Orthogonality is an ideal, and should not prevent common sense
pragmatism, the gf
and ga
commands are not strictly selection
manipulation ones, but fit nicely with other goto
commands, and hence
are acceptable in normal mode even though they could arguably be moved
to command mode.
Modes should be orthogonal, and commands in modes should be as well. For
example, Vim uses d
and x
for very similar things: deleting text. In
Kakoune only d
exists, and the design ensures that x
is not needed.
Speed
Kakoune should be fast, fast to use, as in a lot of editing in a few
keystrokes, and fast to execute.
-
Vim is the benchmark here, most editing tasks should be doable in
less or the same number of keys. -
Kakoune be designed with asynchronicity in mind, launching a
background process and using its result when available should not
block the editor. -
Kakoune should be implemented with speed in mind, a slow editor is a
useless one.
Simplicity
Simplicity is nice, simplicity correlates with orthogonality and speed,
and makes things easier to understand, bugs easier to fix, and code
easier to change.
-
No threading: multithreading is a hard problem, and is not well
suited to a text editor:-
Either we want a direct result, and we need to be synchronous
with the user, so getting a 4x speed up is meaningless, we need
to have an algorithm which appears instantaneous the user. -
Or we want an asynchronous result, and then the processing is
best left to a helper command which can be reused with other
Unix tools.
-
-
No binary plugins: shared object by themselves add a lot of
complexity. Plugins add another interface to Kakoune, and goes
against orthogonality. The%sh{ … }
and socket interface should be
made good enough for most plugin use cases.- It is better to write Kakoune-independent helper tools
(intelligent code completer, source code navigation programs)

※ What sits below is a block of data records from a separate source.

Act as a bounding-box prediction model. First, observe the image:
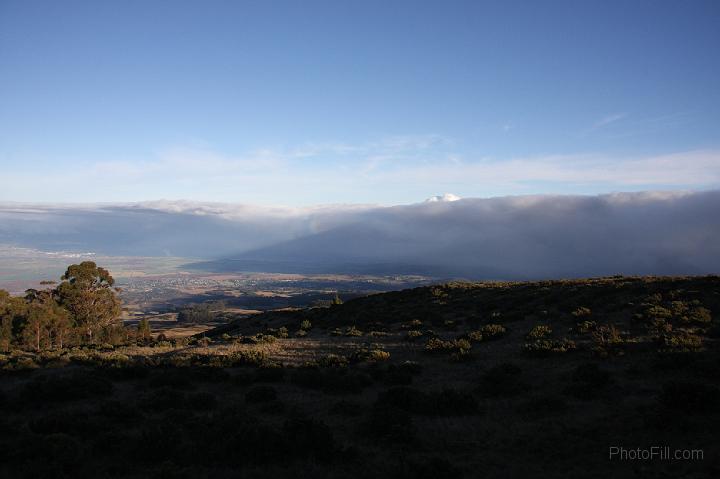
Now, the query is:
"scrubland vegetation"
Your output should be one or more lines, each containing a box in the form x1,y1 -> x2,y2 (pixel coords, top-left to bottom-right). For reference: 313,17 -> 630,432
0,263 -> 720,478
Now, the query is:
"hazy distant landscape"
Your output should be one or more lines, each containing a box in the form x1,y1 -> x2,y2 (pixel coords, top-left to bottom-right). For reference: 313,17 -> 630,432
0,0 -> 720,479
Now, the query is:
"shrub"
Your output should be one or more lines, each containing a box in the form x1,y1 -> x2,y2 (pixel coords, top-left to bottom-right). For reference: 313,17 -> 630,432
572,321 -> 597,334
317,354 -> 349,368
345,325 -> 363,336
658,331 -> 703,352
523,338 -> 576,355
227,349 -> 269,367
405,329 -> 423,341
480,324 -> 507,340
351,348 -> 390,362
525,324 -> 552,339
670,301 -> 688,320
467,324 -> 507,342
425,338 -> 472,354
570,306 -> 592,318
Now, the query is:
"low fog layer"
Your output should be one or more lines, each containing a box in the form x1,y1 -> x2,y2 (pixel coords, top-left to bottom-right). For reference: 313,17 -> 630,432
0,191 -> 720,279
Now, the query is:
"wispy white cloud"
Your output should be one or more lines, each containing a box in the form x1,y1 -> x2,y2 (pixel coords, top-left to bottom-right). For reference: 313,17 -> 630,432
0,135 -> 720,206
592,113 -> 628,130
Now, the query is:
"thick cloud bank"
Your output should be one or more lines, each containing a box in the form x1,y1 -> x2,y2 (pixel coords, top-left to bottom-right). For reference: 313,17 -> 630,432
0,191 -> 720,279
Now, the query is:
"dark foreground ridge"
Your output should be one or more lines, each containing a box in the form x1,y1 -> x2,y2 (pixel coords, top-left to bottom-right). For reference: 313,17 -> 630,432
0,276 -> 720,478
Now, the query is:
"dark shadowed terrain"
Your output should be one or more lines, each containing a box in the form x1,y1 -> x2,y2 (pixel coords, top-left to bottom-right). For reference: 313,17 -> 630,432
0,276 -> 720,478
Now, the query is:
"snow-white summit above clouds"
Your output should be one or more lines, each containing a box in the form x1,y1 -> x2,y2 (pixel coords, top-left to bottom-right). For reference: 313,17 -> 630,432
425,193 -> 462,203
0,191 -> 720,279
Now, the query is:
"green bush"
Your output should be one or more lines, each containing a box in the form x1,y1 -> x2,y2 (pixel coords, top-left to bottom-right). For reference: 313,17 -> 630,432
405,329 -> 423,341
523,338 -> 576,355
570,306 -> 592,318
345,325 -> 363,337
351,348 -> 390,362
572,321 -> 597,334
317,354 -> 349,368
425,338 -> 472,354
658,331 -> 703,352
525,324 -> 552,339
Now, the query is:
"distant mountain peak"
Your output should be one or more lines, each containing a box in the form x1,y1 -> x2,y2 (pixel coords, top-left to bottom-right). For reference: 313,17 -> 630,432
425,193 -> 462,203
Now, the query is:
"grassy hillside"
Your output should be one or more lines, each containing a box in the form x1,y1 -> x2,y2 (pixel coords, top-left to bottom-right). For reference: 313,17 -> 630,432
0,276 -> 720,478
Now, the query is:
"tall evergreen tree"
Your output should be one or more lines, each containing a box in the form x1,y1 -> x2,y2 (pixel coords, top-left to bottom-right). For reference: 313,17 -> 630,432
57,261 -> 121,342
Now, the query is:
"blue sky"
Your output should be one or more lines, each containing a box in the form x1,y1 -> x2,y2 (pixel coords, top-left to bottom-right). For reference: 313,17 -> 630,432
0,0 -> 720,206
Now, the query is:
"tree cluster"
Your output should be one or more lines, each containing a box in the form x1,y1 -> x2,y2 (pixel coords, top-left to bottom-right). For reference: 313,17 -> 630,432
0,261 -> 121,351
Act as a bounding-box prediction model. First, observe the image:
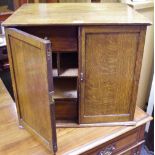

that can interact with Kakoune through the shell than write them
in a plugin.
- It is better to write Kakoune-independent helper tools
-
No integrated scripting language: for the same reason as binary
plugins. -
Limited smartness: Kakoune should not try to be too smart, being
smart is often unpredictable for the user, and makes things context
dependent. When Kakoune tries to be smart, it should provide the
alternative, non smart version (*
tries to detect word
boundaries on the selection, butalt-*
permits to avoid this
behavior).
Unified interactive use and scripting
As both an effect of Orthogonality and Simplicity, normal mode is
not a layer on top of a text editing language layer (normal mode
keys are not bound to text editing commands), normal mode is the
text editing language.
That means there is no delete-selected-text
command that d
is bound
to, d
is the delete selected text
command.
This permits to have scripting use case and interactive use cases share
the same text editing language. Both use normal mode to express complex
edition.
Besides promoting simplicity by avoiding the introduction of another
layer, this helps ensure the interactive editing language is as
expressive as possible as we need to make it able to handle complex use
cases, such as indentation hooks.
Language agnostic
Kakoune should not be tailored for writing in a specific programming
language. Support for different languages should be provided by a kak
script file, built-in language support should be avoided.
Self documenting
Kakoune should be able to document its features, live documentation
along with an extensive suggestion/completion system provides the
discoverability which is often lacking in non GUI tools. Documentation
should as much as possible be integrated with the code so that it stays
up to date.
Vim compatibility
Kakoune is inspired by Vim, and should try to keep its commands close to
Vim’s if there are no compelling reasons to change. However
self-consistency is more important than Vim compatibility.